みずうみ (河出文庫)

 結構いしいしんじは好きなんです。
 独特の世界観と雰囲気が心地よくて。
 なのですが、本作は一体何でしょう? いしいしんじらしからぬ、といった感じの、文学の匂いがぷんぷん漂ってきました。

 全三部からなる本作には、共通して「水」をモチーフにしています。各部の登場人物は、
 月に一度、あふれるみずうみの恩恵を受けて暮らしている村の水汲みの少年。
 水を体から吹き出すタクシー運転手。
 松本に住む慎二・園子夫婦と、園子の胎内で羊水につかる赤子。

 いしいしんじらしさを感じるのは、第一部、水汲みの少年の話くらいです。

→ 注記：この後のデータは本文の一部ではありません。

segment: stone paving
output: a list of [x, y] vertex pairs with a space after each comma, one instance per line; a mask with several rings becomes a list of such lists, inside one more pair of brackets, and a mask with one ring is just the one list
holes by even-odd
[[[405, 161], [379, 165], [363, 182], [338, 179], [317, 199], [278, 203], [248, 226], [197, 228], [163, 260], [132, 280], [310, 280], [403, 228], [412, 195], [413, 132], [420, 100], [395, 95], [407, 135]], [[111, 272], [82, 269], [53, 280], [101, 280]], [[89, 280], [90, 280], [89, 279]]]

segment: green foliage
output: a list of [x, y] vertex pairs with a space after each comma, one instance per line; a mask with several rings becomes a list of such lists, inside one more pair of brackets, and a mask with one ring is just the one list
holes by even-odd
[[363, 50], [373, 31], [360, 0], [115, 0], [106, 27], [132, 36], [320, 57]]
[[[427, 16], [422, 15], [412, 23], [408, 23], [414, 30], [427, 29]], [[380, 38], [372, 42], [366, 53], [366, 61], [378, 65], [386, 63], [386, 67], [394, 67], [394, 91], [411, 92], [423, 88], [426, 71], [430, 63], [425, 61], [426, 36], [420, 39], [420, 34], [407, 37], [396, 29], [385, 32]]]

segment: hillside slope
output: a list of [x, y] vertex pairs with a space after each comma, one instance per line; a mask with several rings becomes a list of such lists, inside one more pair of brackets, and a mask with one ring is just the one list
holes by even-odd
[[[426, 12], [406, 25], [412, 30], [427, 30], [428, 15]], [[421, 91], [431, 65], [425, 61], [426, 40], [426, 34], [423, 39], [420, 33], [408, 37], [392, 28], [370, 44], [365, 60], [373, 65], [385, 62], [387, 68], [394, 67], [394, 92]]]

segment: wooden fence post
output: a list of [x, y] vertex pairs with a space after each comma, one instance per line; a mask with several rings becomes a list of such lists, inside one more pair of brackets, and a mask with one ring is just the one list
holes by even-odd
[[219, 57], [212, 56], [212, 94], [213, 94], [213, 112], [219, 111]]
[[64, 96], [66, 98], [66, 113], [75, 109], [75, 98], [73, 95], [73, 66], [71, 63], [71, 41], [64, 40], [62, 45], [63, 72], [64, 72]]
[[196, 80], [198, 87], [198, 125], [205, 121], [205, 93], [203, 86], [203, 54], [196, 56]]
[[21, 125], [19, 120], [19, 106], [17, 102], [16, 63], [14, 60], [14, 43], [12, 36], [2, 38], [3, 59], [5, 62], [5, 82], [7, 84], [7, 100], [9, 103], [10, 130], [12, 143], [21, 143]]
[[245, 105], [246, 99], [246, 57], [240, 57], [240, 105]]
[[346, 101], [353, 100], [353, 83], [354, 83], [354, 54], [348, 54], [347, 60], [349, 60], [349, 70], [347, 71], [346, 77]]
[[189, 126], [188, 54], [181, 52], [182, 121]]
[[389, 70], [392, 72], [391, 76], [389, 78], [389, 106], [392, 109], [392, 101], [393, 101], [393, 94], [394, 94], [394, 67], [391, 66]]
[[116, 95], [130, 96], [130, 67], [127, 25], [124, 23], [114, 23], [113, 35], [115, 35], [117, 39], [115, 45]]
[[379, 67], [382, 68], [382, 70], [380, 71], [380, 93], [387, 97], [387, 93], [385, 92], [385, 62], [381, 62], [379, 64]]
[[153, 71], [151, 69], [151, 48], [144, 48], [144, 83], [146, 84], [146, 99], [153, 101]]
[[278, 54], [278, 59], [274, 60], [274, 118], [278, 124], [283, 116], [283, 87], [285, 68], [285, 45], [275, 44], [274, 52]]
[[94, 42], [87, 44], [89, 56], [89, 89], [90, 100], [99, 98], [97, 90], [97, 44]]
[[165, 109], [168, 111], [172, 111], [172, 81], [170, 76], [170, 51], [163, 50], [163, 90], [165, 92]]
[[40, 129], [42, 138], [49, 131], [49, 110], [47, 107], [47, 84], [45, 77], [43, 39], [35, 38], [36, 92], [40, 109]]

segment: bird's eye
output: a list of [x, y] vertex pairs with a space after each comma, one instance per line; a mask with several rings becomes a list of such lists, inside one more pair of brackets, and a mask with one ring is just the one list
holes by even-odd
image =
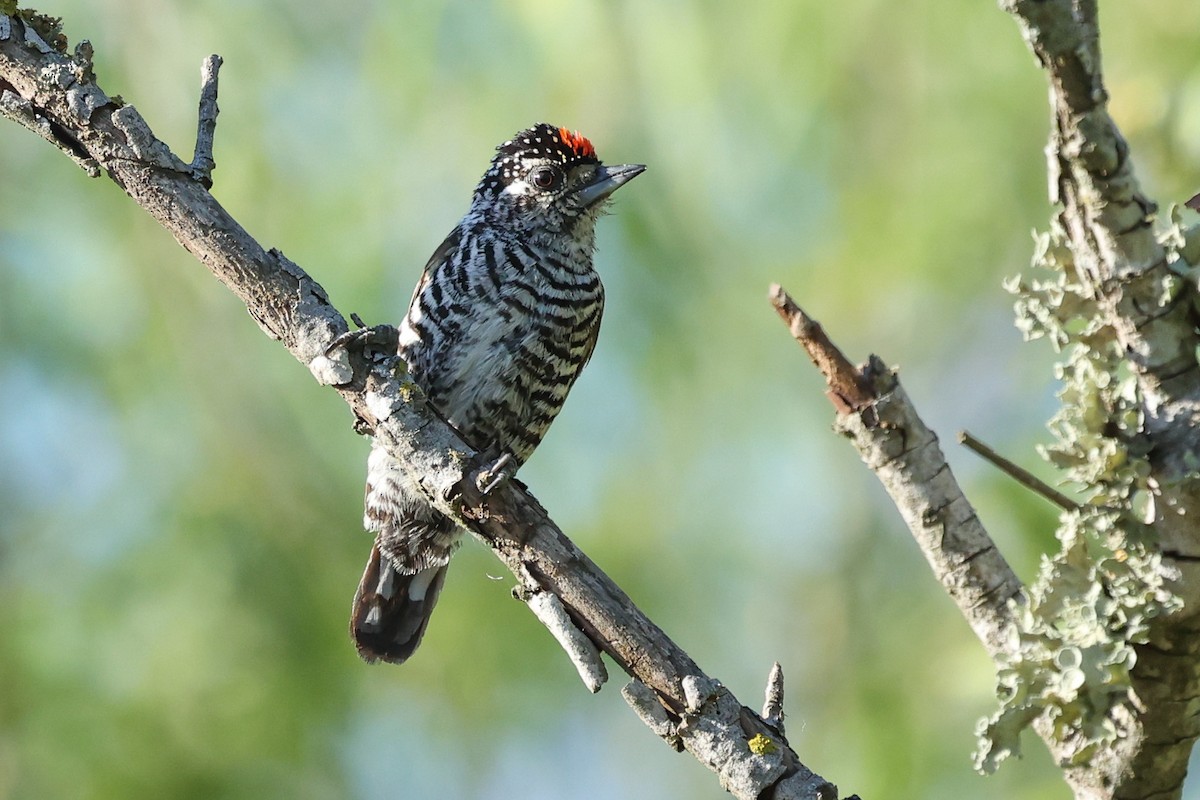
[[529, 173], [529, 182], [539, 189], [553, 189], [561, 177], [562, 174], [554, 167], [538, 167]]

穏やかで静かな文章の雰囲気と、列挙する事柄のセンスが好きで、ずっと読んでいたのですが、第二部以降になるともう駄目です。
 特に、性描写(というよりも性器の表現)が、鼻につきました(「いちもつ」という言い方です)。言葉を選んだんだろうな、というのは分かるのですが、それがまた嫌味に物語を彩ってしまいます。
 ストーリーは皆無。エンターテイメント作品ばかりを書いていた著者が、「文学くらい、俺にも書ける」と意気込んで書いてしまったような、そんな空気が感じられました。

 ほんわかな読み心地のいしいしんじ作品が私は好きなので、変に気負わないで書いていただけなものか、と私は切に願います。